On February 4, 2015, the St. Louis Cardinals signed Villanueva to a minor league contract that included an invitation to spring training. The Cardinals added him to their 40-man roster on March 30. On June 27, he pitched the last three innings of an 8–1 victory over the Cubs for his first save of the season, and did so again on August 7 against the Brewers in a 6–0 win.

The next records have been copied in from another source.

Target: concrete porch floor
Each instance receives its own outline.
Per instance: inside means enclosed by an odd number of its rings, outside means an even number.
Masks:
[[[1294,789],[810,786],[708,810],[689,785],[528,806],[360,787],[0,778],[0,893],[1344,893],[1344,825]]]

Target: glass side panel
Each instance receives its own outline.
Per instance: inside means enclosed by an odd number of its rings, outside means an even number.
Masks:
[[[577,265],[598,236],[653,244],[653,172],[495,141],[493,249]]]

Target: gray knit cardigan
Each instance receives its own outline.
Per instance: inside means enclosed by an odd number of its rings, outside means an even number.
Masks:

It was his fourth and fifth career save of at least three innings. Villanueva pitched solely out of the bullpen in 2015 and was credited with a 4–3 record with two saves, 55 strikeouts, and 50 hits and 21 walks allowed. He posted career-bests in ERA (2.95) and inherited runners strand rate (80.5 percent); the WHIP (1.16), batting average on balls in play (.265) and batting average against (.220) were his best figures since his first MLB season with the Brewers. He became a free agent following the season.

=== San Diego Padres===
On January 13, 2016, the San Diego Padres signed Villanueva to a one-year, $1.5 million contract. In 51 appearances for San Diego, Villanueva registered a 2–2 record and 5.96 ERA with 61 strikeouts across 74 innings pitched.

=== Hanwha Eagles ===
On February 24, 2017, Villanueva signed with the Hanwha Eagles of the KBO League. In 20 starts for the Eagles, he compiled a 5–7 record and 4.18 ERA with 68 strikeouts across 112 innings of work. Villanueva became a free agent following the season.

==Coaching career==
On February 5, 2025, Villanueva was hired as part of the Milwaukee Brewers' player development staff under the role of Special Assistant to the General Manager/Player Development.